Défense de la violence
Les auteurs font l'apologie ou du moins, excusent largement les violences perpétrées pendant la grève. Et, par exemple, le sac de la gare des Guillemins (ce qui a été une attitude constante de Jacques Yerna) le 6 janvier 1961: « Que s'est-il passé, au fond, à la gare des Guillemins? Les grévistes ont assisté à un meeting (...) tenu par André Renard (...). On leur a parlé de l'abandon de l'outil. Ils sont décidés mais, en même temps désespérés. Ils savent en effet que si la menace est mise à exécution ils perdent tout mais ils y sont résignés(...). Des incidents violents se produisent avec la police (...) les manifestants (...) sentent que d'autres violences vont se produire. La troupe, qui occupe la gare, symbolise aux yeux des manifestants, le système contre lequel ils se battent désespérément depuis près de trois semaines. La gare devient ainsi le point de rencontre de deux volontés: celle des autorités de remettre l'économie en marche, celle des grévistes de s'y opposer à n'importe quel prix (...). La violence (était) la réponse ultime que pouvaient donner ceux que les autorités, fermées à tout dialogue, ne voulaient pas entendre (...) » (pp. 109-112). C'est à ce moment aussi que J. Neuville et J. Yerna s'inspirant de l'article de S. Deruette paru dans TOUDI '89, écrivent: « Au cours de son histoire, la classe ouvrière belge a, non seulement fait preuve d'une très grande combativité et d'une réelle potentialité révolutionnaire mais aussi d'une capacité étonnante de se discipliner, même si ces caractères s'opposent systématiquement au caractère particulièrement réformiste de l 'organisation, tant politique que syndicale qui l'encadre. » (p. 190).
Il y a beaucoup d'autres éléments factuels mis en évidence par ce livre.
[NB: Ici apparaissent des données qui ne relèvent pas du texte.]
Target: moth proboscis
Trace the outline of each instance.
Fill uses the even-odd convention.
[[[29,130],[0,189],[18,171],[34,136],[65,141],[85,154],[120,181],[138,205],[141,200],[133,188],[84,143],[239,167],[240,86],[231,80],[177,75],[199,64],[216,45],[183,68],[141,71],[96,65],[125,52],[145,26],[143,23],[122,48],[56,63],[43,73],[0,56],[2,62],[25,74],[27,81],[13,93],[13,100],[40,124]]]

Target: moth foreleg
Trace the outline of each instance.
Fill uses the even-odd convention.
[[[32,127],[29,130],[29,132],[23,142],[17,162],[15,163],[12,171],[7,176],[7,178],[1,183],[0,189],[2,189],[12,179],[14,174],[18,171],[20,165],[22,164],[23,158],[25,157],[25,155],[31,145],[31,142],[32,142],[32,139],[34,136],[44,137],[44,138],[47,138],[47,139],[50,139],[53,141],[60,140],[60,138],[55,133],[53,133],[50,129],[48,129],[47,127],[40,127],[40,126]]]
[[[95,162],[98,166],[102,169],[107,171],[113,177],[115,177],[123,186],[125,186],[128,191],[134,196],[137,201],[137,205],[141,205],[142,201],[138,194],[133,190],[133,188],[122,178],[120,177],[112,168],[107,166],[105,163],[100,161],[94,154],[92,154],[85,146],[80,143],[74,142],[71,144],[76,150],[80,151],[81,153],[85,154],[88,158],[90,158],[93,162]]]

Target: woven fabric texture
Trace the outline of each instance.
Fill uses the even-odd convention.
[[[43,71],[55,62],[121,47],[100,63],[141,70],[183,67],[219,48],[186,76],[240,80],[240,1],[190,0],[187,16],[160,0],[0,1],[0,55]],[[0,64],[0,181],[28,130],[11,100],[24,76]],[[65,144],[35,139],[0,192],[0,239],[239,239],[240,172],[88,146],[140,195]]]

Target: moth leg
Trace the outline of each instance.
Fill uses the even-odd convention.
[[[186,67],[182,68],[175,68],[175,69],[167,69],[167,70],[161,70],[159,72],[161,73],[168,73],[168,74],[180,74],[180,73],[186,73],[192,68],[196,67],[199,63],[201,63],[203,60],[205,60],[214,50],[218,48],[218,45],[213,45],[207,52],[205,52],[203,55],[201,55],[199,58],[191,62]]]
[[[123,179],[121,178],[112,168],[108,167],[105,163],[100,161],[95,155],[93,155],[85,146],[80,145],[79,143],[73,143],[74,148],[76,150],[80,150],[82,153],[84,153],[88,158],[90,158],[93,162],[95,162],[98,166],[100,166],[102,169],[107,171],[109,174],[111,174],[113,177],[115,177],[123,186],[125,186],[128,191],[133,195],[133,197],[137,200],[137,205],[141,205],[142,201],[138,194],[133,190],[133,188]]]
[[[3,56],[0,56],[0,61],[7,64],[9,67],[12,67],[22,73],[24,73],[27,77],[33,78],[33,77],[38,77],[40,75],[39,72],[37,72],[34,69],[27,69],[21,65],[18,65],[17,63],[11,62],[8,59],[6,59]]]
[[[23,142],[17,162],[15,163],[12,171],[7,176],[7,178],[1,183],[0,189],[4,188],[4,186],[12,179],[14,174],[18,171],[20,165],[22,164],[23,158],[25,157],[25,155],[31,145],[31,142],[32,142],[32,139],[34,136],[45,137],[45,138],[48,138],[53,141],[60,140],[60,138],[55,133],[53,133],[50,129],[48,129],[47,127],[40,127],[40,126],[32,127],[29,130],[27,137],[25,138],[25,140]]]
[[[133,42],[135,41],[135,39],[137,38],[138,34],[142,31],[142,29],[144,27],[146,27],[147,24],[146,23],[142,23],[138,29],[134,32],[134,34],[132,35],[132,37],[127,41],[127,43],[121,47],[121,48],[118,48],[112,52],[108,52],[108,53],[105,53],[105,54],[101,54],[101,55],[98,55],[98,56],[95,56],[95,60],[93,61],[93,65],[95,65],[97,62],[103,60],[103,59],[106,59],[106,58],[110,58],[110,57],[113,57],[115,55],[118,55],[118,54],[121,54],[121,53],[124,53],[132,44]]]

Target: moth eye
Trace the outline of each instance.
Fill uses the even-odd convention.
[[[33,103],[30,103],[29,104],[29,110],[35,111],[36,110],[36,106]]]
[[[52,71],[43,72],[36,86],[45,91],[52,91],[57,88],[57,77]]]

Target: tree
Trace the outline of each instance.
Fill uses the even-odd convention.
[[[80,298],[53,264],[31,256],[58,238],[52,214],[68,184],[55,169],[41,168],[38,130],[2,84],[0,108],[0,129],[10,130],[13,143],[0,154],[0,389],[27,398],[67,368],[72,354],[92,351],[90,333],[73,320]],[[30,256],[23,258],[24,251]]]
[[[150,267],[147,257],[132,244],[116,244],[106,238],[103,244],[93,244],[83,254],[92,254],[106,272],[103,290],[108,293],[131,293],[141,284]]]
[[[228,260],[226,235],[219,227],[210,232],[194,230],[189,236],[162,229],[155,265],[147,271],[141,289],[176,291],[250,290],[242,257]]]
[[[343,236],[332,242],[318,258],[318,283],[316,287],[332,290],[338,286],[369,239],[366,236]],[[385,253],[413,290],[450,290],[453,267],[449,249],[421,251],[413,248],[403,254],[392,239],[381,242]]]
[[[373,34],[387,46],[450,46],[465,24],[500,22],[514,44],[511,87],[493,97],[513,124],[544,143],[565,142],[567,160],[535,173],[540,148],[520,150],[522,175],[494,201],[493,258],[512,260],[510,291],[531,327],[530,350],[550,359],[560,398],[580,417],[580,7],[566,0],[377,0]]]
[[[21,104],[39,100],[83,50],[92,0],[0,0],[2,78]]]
Notamment le fait que la stratégie de la marche sur Bruxelles n'ait pas été aucentre des préoccupations de Renard qui lui préférait l'abandon de l'outil et l'action wallonne.
La Wallonie après la grève
Les pages peut-être les plus intéressantes de J. Neuville et J. Yerna concernent ce qui suit la grève. En fait, celle-ci est-elle un échec ou non? Il m'a semblé que les auteurs considèrent qu'elle a été un échec au vu de ses objectifs - retrait de la Loi unique. Mais les auteurs notent aussi: « En plusieurs endroits, les travailleurs s'assemblent en dehors des entreprises avant d'y entrer, drapeau rouge en tête et au chant de l'Internationale. Nous avons rencontré certains d'entre eux qui ont gardé un souvenir poignant de l' émotion qui les étreignait à ce moment. Ils n'ont pas crâné. Ils étaient conscients, même si on leur tenait un autre discours, qu'ils étaient battus. Au moins qu'ils l'étaient sur les objectifs de la grève. Ils étaient cependant fiers de l'action qu'ils avaient menée, action digne de la classe ouvrière à laquelle ils se sentaient appartenir plus que jamais. Ils chantaient, non pas parce que le mot d'ordre en avait circulé, mais parce que cela coïncidait avec un besoin profond en eux-mêmes... » (p. 122).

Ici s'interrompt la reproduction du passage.